The proponents say the measure would help patent holders by giving them a stronger defense against lawsuits from others who claim to have made the same invention, fights that can cost upwards of $10 million. The biggest change: Patents would go to the first to file an application, rather than the first to invent, which is often hard to determine. The bill would also curb forum shopping, in which plaintiffs look around the US for judges they believe are sympathetic to their side.
But litigation isn't the only problem. The US Patent & Trademark Office is drowning in applications. If new filings were to stop today, it would take the agency's 9,500 employees two years to clear the backlog. Moreover, the Patent Office may soon run short of money. The office is entirely funded by patent application fees - it expects to take in $2 billion in 2009 - and those applications are projected to drop 2 to 10 per cent this year as companies deal with the slumping economy.
Mark A Lemley, a professor at Stanford Law School and specialist in intellectual property, has been sounding the alarm on these issues for years. He's co-author, with Dan L. Burk, of an upcoming book, The Patent Crisis and How the Courts Can Solve It. Lemley spoke to BusinessWeek's Damian Joseph. An edited version of their conversation follows:
What's wrong with the US patent system?
I think there are a couple of problems. The Patent Office gets 450,000 applications a year, and there's a backlog of 1 million applications - 700,000 of them are just sitting in a stack. The examiners don't have time to review them. It's sort of turned patenting to a mass-production business, and I think there are concerns that quality has declined. A lot of patents shouldn't have been issued.

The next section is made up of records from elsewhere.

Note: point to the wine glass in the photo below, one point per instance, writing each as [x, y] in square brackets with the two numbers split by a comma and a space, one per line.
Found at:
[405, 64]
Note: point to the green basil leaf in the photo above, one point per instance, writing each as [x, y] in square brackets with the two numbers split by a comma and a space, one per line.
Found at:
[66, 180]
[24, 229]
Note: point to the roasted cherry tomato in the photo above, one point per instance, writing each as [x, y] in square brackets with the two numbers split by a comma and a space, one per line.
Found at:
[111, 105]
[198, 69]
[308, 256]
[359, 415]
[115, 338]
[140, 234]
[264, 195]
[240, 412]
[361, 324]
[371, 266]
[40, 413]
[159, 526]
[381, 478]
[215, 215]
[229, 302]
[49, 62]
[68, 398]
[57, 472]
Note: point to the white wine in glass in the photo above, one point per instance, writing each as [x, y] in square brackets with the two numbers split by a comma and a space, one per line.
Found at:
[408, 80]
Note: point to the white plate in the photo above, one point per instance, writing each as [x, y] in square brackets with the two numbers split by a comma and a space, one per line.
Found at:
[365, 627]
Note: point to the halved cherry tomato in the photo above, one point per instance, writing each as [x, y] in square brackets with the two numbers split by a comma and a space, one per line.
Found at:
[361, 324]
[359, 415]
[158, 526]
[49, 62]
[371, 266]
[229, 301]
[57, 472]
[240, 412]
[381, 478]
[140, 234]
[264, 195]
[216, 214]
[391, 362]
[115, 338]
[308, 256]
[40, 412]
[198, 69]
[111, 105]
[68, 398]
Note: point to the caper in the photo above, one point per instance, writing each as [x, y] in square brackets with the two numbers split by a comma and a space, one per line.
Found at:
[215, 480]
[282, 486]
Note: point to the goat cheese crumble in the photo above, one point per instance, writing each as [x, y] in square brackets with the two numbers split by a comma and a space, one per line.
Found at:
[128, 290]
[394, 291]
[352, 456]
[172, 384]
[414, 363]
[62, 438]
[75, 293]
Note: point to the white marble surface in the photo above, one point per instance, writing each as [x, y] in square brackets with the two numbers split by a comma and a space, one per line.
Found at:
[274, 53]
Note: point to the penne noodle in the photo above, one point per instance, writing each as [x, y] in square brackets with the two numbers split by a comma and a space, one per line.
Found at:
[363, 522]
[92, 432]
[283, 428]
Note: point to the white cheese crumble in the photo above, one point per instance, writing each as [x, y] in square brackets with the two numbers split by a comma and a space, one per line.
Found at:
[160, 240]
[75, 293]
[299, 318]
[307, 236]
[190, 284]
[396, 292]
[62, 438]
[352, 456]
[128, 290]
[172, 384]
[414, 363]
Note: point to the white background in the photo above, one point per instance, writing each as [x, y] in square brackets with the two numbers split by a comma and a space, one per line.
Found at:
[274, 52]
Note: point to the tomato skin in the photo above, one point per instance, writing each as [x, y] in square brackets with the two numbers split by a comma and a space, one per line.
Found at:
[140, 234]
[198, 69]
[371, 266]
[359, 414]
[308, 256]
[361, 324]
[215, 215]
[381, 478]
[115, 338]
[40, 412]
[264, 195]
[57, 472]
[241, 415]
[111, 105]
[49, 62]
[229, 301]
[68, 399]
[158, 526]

Also it is impossible to finally ever reject a patent. Someone can go back unlimited times and get a do-over. If the patent office denies your application, you can keep coming back and back until they approve. Examiners turn over pretty quickly so if a new examiner reviews the resubmitted application, or he's not paying attention, it can slip through.
Why should businesses care if there are issues with the patent system?
They spend a lot of money just paying lawyers and dealing with copyright infringement claims. To take a patent case to trial can cost $5 million to $10 million. Even worse is the time and distraction. Some number of employees are dealing with lawsuits, depositions, and collecting materials.
Then at the end of the day, there's the risk that even a weak case could still go to jury and you never know what the jury will do. The jury could award huge damages. Companies end up settling cases and paying out money to avoid that.
Is there an effect on the overall economy?
I think it has an affect on the overall economy, but concentrated in different industries. The problems are most severe in information technology. Money being diverted from research and design is most problematic.
What can be done to solve the problem?
I think there are a couple of basic approaches - by fixing forum-shopping and fixing the way we calculate infringement damages. We are, though, beginning to see an approach in courts and Congress to deal with litigation abuse problems.
We recently fixed the problem of getting injunctions, where cases involving small components of an item can shut down the production of the larger product.